Re: [patch 2/2] cpusets: add interleave_over_allowed option

On Sun, 28 Oct 2007, Paul Jackson wrote:

> The Linux documentation is not a legal contract.  Anytime we change the
> actual behaviour of the code, we have to ask ourselves what will be the
> impact of that change on existing users and usages.  The burden is on
> us to minimize breaking things (by that I mean, what users would
> consider breakage, even if we think it is all for the better and that
> their code was the real problem.)  I didn't say no breakage, but
> minimum breakage, doing our best to guide users through changes with
> minimum disruption to their work.
> 

Nobody can show an example of an application that would be broken because 
of this and, given the scenario and sequence of events that it requires to 
be broken when implementing the default as Choice B, I don't think it's as 
much of an issue as you believe.

> >     However, in deference to the needs of libnuma, if the following
> >     call was made, this would change the mode for that task to
> >     Choice A:
> > 
> > 	get_mempolicy(NULL, NULL, 0, 0, 0);
> > 
> >     This last detail above is an admitted hack.  *So far as I know*
> >     it happens that all current infield versions of libnuma issue the
> >     above call, as their first mempolicy query, to detemine whether
> >     the active kernel supports mempolicy.
> 
> The above is the hack that allows us to support existing libnuma based
> applications (the most significant users of memory policy historically)
> with a default of Choice A, while other code and future code defaults
> to Choice B.
> 

So all applications that use the libnuma interface and numactl will have 
different default behavior than those that simply issue 
{get,set}_mempolicy() calls.  libnuma is a collection of higher level 
functions that should be built upon {get,set}_mempolicy() like they 
currently are and not introduce new subtleties like changing the semantics 
of a preferred node argument.  This is going to quickly become a 
documentation nightmare and, in my opinion, isn't worth the time or effort 
to support because we haven't even idenitifed any real-world examples.
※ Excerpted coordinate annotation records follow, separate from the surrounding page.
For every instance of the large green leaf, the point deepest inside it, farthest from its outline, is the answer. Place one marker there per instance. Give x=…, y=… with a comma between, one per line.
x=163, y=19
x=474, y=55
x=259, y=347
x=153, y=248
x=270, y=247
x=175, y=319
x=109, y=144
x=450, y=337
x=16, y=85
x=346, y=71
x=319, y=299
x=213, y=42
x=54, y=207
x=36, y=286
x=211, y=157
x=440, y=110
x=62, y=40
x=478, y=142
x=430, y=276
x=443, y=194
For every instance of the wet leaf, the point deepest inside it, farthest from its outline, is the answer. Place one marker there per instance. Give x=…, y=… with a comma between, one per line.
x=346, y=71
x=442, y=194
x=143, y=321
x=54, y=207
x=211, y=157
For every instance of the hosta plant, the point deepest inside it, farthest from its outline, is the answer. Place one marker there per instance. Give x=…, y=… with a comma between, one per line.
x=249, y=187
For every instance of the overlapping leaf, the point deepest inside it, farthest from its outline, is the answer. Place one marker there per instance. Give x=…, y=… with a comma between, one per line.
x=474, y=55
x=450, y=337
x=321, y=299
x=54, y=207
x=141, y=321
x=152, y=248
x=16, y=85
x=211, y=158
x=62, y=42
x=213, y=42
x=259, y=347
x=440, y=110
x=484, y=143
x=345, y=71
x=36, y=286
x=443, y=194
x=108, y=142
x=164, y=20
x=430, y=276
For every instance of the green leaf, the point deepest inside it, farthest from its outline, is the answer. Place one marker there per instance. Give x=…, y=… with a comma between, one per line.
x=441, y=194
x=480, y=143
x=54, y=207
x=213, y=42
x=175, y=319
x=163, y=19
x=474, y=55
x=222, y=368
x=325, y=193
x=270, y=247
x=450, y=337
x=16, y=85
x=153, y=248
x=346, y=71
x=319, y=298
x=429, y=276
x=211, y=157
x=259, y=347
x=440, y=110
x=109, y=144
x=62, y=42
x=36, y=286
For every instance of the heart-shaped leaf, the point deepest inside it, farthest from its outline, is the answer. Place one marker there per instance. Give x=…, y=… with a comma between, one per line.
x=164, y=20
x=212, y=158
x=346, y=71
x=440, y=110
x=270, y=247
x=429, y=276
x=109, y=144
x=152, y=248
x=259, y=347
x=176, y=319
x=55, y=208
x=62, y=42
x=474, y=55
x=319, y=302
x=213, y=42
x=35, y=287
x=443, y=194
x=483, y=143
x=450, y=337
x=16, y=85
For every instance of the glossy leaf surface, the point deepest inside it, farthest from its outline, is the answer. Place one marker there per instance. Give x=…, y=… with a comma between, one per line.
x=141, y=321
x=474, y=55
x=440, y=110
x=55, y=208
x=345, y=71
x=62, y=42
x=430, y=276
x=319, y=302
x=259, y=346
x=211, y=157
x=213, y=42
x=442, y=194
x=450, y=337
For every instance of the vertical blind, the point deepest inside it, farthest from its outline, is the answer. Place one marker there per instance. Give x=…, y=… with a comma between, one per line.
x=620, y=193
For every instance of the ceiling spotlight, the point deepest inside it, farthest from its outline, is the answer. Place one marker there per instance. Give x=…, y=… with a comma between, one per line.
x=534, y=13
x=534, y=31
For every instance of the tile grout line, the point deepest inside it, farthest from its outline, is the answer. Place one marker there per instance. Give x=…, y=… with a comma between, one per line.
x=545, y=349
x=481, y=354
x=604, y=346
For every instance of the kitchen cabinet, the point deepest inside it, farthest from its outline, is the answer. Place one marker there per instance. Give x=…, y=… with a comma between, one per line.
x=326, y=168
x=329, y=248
Maybe Andi Kleen should weigh in on this topic because, if we go with what 
you're suggesting, we'll never get rid of the two differing behaviors and 
we'll be introducing different semantics to arguments of libnuma functions 
than the kernel API they are built upon.

> I'm trying to protect almost any application that uses both
> set_mempolicy or mbind, while in a cpuset.
> 
>     If a task is in a cpuset on say nodes 16-23, and it wants to issue
>     any mbind, or any MPOL_PREFERRED, MPOL_BIND, or MPOL_INTERLEAVE
>     mempolicy call, then under Choice A it must issue nodemasks offset
>     by 16, relative to what it would issue under Choice B.
> 

True, but the ordering of that scenario is troublesome.  The correct way 
to implement it is to use set_mempolicy() or a higher level libnuma 
function with the same semantics and _then_ attach the task to a cpuset.  
Then the nodes_remap() takes care of the rest.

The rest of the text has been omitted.